Il dibattito sul recupero energetico e sulla tecnologia interessata come i termovalorizzatori nonostante qualche cambiamento rimane molto acceso. Dunque persistono ingiustificabili denigrazioni da parte di certi ecologisti da loft che provocano immobilismo molto costoso. Secondo loro, i termovalorizzatori impatterebbero negativamente sulla salute pubblica e sull’ambiente circostante, rilasciando emissioni inquinanti, e rallenterebbero il processo virtuoso di prevenzione dei rifiuti, riuso dei beni e recupero di materia, orientato verso l’economia circolare. La realtà è semplicemente un’altra. Per quanto concerne il primo punto, le più recenti analisi scientifiche effettuate per i Comuni italiani interessati dalle installazioni di queste tecnologie, rilevano come gli impatti sopra evidenziati risultino poco significativi, con valori di emissioni atmosferiche sotto i limiti previsti dalla normativa (da segnalare come l’intero processo sia periodicamente controllato dalle autorità pubbliche).
Parallelamente a questi studi, diverse aziende/multiutility che operano nell’ambito della gestione dei rifiuti, hanno introdotto progetti sperimentali inerenti alla biodiversità, legati al ruolo delle api nelle zone adiacenti ai termovalorizzatori. Questi piccoli e operosi animali sono molti sensibili ai cambiamenti creati dagli agenti inquinanti e sono, per questo, in grado di segnalare precocemente l’insorgenza di instabilità per la biodiversità stessa e per la salute umana. In presenza di queste tecnologie, le api riescono a vivere benissimo e producono un ottimo miele, un dato non casuale. Tutto questo per dimostrare che gli impianti di termovalorizzazione sono sostenibili e sposano pienamente i princìpi dell’economia circolare.
Per quanto riguarda il secondo punto, la valorizzazione energetica è complementare alla diminuzione dei rifiuti, al riuso dei beni e al riciclo, e incide significativamente sulla riduzione, portando, talvolta, all’annullamento, dello smaltimento in discarica.

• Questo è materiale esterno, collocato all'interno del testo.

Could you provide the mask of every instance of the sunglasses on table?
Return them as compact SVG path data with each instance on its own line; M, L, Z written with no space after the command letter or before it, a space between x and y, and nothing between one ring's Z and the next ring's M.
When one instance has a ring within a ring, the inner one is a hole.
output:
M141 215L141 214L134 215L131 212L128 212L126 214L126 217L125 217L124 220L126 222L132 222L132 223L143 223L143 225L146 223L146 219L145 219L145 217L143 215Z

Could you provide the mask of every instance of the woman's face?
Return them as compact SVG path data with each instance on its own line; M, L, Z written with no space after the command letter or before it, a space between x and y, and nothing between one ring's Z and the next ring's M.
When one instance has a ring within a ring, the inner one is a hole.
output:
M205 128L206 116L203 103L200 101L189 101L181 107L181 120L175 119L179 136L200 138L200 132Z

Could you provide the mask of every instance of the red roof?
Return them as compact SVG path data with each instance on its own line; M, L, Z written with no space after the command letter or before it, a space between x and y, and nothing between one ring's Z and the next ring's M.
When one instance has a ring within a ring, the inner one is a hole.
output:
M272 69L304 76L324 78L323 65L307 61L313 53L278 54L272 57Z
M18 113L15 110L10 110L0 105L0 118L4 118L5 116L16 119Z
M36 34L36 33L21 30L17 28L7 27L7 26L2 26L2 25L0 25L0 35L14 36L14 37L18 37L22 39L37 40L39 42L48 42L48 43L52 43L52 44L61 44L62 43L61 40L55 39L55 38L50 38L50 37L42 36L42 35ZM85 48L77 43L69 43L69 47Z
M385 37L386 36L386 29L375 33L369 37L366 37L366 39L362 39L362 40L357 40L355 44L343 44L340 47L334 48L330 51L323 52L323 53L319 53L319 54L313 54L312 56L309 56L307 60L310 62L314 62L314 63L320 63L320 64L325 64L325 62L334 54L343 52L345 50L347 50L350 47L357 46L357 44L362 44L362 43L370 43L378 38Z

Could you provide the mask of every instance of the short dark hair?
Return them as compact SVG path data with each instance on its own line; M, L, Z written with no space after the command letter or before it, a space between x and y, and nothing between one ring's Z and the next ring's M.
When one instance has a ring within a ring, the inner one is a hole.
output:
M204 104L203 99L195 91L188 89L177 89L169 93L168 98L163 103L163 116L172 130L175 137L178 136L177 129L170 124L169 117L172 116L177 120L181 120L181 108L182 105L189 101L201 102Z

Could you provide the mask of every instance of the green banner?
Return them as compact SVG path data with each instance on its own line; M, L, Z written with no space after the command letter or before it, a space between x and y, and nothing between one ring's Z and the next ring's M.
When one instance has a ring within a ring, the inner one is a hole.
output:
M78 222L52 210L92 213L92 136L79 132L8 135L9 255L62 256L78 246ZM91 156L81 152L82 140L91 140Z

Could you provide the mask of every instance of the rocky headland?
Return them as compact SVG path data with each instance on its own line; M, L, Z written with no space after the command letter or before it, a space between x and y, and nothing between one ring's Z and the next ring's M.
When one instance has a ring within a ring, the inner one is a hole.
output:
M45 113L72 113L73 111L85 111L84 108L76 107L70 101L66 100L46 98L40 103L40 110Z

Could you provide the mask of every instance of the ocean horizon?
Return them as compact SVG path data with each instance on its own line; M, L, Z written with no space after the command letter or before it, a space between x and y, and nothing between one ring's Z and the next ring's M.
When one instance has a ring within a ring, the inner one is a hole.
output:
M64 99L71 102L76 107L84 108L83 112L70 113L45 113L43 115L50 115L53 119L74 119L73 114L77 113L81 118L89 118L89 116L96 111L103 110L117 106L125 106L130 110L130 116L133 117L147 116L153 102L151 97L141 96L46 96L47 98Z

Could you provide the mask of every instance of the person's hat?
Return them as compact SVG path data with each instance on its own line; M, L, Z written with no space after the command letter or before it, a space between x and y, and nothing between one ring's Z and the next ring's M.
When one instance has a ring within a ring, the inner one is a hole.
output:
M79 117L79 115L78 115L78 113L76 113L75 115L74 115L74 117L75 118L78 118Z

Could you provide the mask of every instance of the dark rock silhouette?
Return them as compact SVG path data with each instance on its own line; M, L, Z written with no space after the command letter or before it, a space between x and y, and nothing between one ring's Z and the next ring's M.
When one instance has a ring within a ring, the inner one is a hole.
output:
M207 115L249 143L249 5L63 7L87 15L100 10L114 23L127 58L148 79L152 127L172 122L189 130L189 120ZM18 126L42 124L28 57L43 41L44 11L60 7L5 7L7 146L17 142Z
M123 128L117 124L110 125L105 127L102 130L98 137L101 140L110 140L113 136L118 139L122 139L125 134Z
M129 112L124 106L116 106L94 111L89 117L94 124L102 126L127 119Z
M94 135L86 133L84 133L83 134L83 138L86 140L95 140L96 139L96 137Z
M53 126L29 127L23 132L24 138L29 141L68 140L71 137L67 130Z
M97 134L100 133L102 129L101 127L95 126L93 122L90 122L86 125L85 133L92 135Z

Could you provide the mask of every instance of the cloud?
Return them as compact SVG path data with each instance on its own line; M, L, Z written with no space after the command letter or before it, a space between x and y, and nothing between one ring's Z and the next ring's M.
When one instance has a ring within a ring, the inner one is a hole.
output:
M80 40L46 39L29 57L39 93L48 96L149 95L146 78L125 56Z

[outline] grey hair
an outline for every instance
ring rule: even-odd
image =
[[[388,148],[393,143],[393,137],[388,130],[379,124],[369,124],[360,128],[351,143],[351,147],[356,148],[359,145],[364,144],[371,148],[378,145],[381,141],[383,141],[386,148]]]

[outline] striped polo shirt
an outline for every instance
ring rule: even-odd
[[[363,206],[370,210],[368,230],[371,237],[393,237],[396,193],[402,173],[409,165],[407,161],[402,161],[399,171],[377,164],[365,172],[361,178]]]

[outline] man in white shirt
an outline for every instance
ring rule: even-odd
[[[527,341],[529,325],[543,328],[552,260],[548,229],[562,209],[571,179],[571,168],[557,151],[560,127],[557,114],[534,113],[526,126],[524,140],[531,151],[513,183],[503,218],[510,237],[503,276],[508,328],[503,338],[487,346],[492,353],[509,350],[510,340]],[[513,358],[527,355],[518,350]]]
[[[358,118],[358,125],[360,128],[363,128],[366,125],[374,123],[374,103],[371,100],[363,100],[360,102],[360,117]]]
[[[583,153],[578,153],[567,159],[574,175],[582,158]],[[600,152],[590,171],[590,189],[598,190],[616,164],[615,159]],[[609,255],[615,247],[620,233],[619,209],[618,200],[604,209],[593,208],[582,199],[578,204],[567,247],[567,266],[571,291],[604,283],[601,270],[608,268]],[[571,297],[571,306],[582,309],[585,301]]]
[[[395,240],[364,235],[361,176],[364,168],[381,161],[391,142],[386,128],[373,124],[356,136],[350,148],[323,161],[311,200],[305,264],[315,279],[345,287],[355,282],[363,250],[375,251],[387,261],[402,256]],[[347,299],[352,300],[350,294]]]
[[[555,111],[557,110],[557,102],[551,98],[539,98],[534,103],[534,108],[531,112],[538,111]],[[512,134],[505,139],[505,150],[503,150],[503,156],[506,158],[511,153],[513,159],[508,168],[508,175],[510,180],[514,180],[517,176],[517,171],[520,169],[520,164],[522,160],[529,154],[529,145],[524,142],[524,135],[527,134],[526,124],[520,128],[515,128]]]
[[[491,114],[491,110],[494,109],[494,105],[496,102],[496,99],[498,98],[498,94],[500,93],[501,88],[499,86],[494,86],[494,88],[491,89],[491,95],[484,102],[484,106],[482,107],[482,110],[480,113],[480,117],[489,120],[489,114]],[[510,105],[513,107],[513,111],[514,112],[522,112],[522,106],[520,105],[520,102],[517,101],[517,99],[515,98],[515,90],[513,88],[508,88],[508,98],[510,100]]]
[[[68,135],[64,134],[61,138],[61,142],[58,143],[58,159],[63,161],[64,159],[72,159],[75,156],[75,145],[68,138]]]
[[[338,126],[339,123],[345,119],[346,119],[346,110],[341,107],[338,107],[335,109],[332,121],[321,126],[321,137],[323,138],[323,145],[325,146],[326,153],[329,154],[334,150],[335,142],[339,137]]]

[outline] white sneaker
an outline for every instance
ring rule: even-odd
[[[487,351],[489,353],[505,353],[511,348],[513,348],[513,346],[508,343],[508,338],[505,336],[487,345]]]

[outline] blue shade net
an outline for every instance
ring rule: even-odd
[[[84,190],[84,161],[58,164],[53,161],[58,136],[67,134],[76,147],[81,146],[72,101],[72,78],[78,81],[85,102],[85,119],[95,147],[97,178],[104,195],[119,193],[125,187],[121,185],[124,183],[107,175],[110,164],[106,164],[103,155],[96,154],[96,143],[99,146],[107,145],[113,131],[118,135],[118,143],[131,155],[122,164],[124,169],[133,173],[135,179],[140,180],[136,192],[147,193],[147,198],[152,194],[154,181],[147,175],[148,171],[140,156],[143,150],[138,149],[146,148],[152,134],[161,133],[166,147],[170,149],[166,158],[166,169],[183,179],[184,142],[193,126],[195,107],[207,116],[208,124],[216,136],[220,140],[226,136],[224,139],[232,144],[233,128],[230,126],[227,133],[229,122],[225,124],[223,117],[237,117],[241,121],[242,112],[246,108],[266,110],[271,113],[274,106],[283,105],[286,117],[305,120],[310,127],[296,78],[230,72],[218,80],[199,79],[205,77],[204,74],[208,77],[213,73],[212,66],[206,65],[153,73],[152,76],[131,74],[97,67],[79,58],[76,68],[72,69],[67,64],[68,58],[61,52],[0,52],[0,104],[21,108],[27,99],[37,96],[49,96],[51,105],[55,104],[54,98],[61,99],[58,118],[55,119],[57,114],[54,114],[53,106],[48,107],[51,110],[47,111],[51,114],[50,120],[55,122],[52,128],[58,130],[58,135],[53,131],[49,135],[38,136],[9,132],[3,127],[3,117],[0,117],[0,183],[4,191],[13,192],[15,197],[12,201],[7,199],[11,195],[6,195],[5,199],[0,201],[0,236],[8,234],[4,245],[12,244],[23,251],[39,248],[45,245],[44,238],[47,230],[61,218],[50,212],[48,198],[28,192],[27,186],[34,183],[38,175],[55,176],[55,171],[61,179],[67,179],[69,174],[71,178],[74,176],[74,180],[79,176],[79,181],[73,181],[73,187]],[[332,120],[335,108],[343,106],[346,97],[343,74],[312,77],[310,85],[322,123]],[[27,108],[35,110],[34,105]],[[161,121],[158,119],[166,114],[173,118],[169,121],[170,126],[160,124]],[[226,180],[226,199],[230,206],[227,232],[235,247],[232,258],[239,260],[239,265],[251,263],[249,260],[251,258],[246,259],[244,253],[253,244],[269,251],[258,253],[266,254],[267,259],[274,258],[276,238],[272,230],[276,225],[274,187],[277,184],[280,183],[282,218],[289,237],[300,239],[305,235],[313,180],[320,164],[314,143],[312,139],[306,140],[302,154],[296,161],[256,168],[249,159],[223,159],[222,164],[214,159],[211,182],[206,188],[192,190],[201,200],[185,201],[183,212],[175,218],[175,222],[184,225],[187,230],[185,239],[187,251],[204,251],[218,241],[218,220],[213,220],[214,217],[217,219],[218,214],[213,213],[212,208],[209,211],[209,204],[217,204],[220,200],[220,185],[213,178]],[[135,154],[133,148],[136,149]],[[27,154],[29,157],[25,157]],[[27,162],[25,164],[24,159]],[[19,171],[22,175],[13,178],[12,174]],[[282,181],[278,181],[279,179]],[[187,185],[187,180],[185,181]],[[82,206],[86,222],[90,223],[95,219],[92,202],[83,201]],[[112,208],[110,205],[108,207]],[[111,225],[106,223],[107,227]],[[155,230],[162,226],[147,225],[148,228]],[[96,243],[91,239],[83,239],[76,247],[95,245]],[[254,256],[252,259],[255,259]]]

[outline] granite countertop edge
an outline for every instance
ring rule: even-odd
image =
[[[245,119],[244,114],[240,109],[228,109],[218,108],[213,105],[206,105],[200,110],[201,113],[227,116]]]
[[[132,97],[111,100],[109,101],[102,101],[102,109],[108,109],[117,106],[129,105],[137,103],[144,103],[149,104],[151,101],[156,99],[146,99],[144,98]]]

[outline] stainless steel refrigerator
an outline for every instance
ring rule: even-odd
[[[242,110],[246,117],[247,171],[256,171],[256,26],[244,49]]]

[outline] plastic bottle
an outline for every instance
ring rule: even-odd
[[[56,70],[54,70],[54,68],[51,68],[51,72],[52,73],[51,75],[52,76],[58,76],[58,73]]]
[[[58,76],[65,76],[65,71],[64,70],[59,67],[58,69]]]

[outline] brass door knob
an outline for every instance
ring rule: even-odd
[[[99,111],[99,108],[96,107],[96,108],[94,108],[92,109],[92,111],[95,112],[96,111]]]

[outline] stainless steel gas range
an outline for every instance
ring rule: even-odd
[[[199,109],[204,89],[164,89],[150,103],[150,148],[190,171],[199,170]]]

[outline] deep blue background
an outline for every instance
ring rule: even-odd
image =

Quindi, i termovalorizzatori non impediscono la crescita del riciclo: i recenti dati ISPRA (anno 2022) dimostrano che nelle regioni del Nord Italia le percentuali di raccolta differenziata e quelle di riciclo sono elevate anche in presenza dei termovalorizzatori, che trattano i rifiuti residui non riciclabili, i materiali estranei rispetto ai rifiuti differenziati e gli scarti dei processi del riciclo stesso, per sfruttare e garantire energia elettrica e calore alle comunità locali, contribuendo alla decarbonizzazione dell’economia. Insomma, il recupero energetico è sempre preferibile allo smaltimento in discarica. Lo hanno compreso bene le popolazioni del Nord Italia, ricavandoci apprezzabili benefici ambientali, economici e sociali.
In conclusione, possiamo confermare che, nell’ambito della gerarchia dei rifiuti, il recupero energetico è subordinato a quello di materia, come attività complementare di quest’ultima, con l’obiettivo finale di minimizzare lo smaltimento in discarica. La direttiva UE in materia di economia circolare, stabilisce determinati obiettivi al 2035: il riciclo dovrà pesare per almeno il 65% dei rifiuti prodotti, lo smaltimento in discarica per il 10% e il 25% dei rifiuti residui dovrà essere destinato al recupero energetico
. A Roma ed in molte regioni del Sud, questi obiettivi sono un miraggio. O meglio, la Città Eterna ancora al palo come molti territori meridionali potrebbero continuare a convivere con l’immondizia per le strade e con le discariche abusive a cielo aperto, e a far viaggiare tir pieni di rifiuti, su e giù per l’Italia e per l’Europa, arrecando danni enormi all’ambiente circostante (emissioni Co2), alla salute pubblica e alle tasche dei cittadini. A meno che questi ultimi decidano di comune accordo con la classe politica locale, di accettare la sfida: rendere autosufficienti tutte le comunità in ritardo, al fine di chiudere definitivamente il ciclo dei rifiuti, puntando in modo specifico sulla neutralità tecnologica.